In June, the FCC requested the industry to refresh the record regarding a 2020 Notice of Proposed Rulemaking (Notice) in Docket 20-71 in which it proposed to eliminate ex ante (forecasted) pricing regulation of end user Telephone Access Charges (TACs) and require incumbent and competitive LECs (ILECs and CLECs) to detariff these charges. In the Commission’s parlance, end user Telephone Access Charges include the Subscriber Line Charge (SLC), the Access Recovery Charge (ARC), the Presubscribed Interexchange Carrier Charge (PICC), the Line Port Charge, and the Special Access Surcharge. These charges are described below:
Subscriber Line Charge – The FCC’s access charge system required long-distance companies to pay local exchange carriers for originating and terminating long-distance calls. Those inter-carrier charges did not, however, recover the entire cost of the local loop—the connection between an end user and its local exchange carrier. Instead, the Commission created the Subscriber Line Charge as the mechanism through which local exchange carriers recover a portion of the costs of their local loops through a flat per-line fee assessed monthly on end users.
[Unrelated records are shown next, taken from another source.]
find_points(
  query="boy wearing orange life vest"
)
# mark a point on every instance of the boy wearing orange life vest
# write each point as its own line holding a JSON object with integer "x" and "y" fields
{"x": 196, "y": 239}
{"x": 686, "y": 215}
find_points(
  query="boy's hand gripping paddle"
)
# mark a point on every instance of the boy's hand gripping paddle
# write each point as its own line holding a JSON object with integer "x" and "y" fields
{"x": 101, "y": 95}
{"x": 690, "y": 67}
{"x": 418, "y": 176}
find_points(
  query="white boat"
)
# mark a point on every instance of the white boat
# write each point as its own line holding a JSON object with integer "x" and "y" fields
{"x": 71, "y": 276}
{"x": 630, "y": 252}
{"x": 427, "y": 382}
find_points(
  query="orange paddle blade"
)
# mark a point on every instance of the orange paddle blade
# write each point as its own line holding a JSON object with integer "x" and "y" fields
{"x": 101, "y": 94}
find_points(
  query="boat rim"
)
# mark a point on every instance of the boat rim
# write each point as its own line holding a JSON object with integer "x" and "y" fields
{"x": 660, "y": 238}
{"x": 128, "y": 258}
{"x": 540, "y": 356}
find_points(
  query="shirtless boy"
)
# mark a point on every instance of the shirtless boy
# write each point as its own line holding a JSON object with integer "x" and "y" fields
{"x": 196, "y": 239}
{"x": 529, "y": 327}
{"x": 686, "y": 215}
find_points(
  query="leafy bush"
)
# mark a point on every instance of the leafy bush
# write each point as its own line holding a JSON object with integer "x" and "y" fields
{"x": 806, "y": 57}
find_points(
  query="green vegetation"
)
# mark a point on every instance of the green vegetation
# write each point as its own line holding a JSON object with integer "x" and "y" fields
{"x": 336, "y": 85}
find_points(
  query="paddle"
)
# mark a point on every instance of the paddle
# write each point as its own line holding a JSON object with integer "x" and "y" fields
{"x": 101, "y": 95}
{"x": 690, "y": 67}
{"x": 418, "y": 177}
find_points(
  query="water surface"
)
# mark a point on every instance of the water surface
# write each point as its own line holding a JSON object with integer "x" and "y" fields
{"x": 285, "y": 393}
Access Recovery Charge – Created in 2011 as part of new rules requiring local exchange carriers to reduce, over a period of years, many of their switched access charges assessed on interexchange carriers, with the goal of transitioning inter-carrier compensation to a bill-and-keep regime. The Commission adopted a transitional recovery mechanism, the ARC, to mitigate the impact of reduced inter-carrier compensation revenues on incumbent local exchange carriers and to facilitate continued investment in broadband-capable infrastructure. IXCs may assess an Access Recovery Charge on customers in the form of a monthly fixed charge.
Presubscribed Interexchange Carrier Charge – A largely phased out monthly fixed charge assessed by LECs on presubscribed long-distance providers to recover a portion of the common line costs not recovered by the Subscriber Line Charge.
Line Port Charge – A monthly end-user charge that recovers costs associated with digital lines, such as integrated services digital network (ISDN) line ports, to the extent those port costs exceed the costs for a line port used for basic, analog service.
Special Access Surcharge – The $25 per month Special Access Surcharge is assessed on trunks that could “leak” traffic into the public switched network. This charge is almost never charged today.
As when it filed original comments in 2020, the industry for a variety of reasons, opposes the detariffing of these end user Telephone Access Charges. For example, INCOMPAS notes the administrative mess telephone companies would face if these charges were eliminated.
These reforms are not only unnecessary but would impose significant operational burdens on competitive providers without delivering clear public interest benefits. TACs are currently well-understood, stable, and effectively administered through existing tariff and billing systems, particularly by business and enterprise customers. Replacing these mechanisms would require costly system overhauls, internal retraining, customer education efforts, and updated compliance procedures across multiple jurisdictions all for charges that are declining in relevance but remain important to the competitive framework of the market. (Docket 20-71, INCOMPAS Comments, filed August 4, 2025, at p. 2).
Moreover, NTCA – The Rural Broadband Association points out, many of these charges are still important to small LECs.
Like universal service support, SLCs and ARCs represent an important component of the business case for smaller operators serving rural and remote areas, and hindering (if not all but eliminating) the ability of RLECs to recover these revenues through mandatory detariffing would undermine the sustainability of these small businesses and the networks they operate. These charges help to simplify cost recovery, minimize customer confusion and uncertainty, and reduce burdens for NTCA members. By contrast, mandatory detariffing would introduce unnecessary complexity and create uncertainties regarding how, and even whether, carriers can recover these revenues otherwise. (Id., NTCA Comments, filed August 6, 2025, at p. 3)
Finally, as customers continue to move from voice lines to mobile and VoIP lines, these charges will phase out without Commission action. USTelecom states that
Given the numerous recent actions taken by the Bureau and Commission to accelerate carriers’ transition away from the “outdated and deteriorating legacy networks and obsolete services”—in particular, the copper-based voice services to which Telephone Access Charges apply—a continued shift away from tariffed legacy services to detariffed services will occur naturally. That is because Telephone Access Charges are limited to legacy POTS and do not apply to VoIP services or mobile voice, they will continue to phase out with the ongoing shift to modern voice services. Prematurely mandating the elimination of such charges, however, could actually delay this evolution as carriers would need to devote resources to detariffing efforts rather than developing and deploying next-generation networks and advanced communications services. (Id., USTelecom Comments, filed August 6, 2025, at p. 2).
Based on the comments of the industry it appears highly unlikely the FCC will take any actions to detariff these end-user access charges.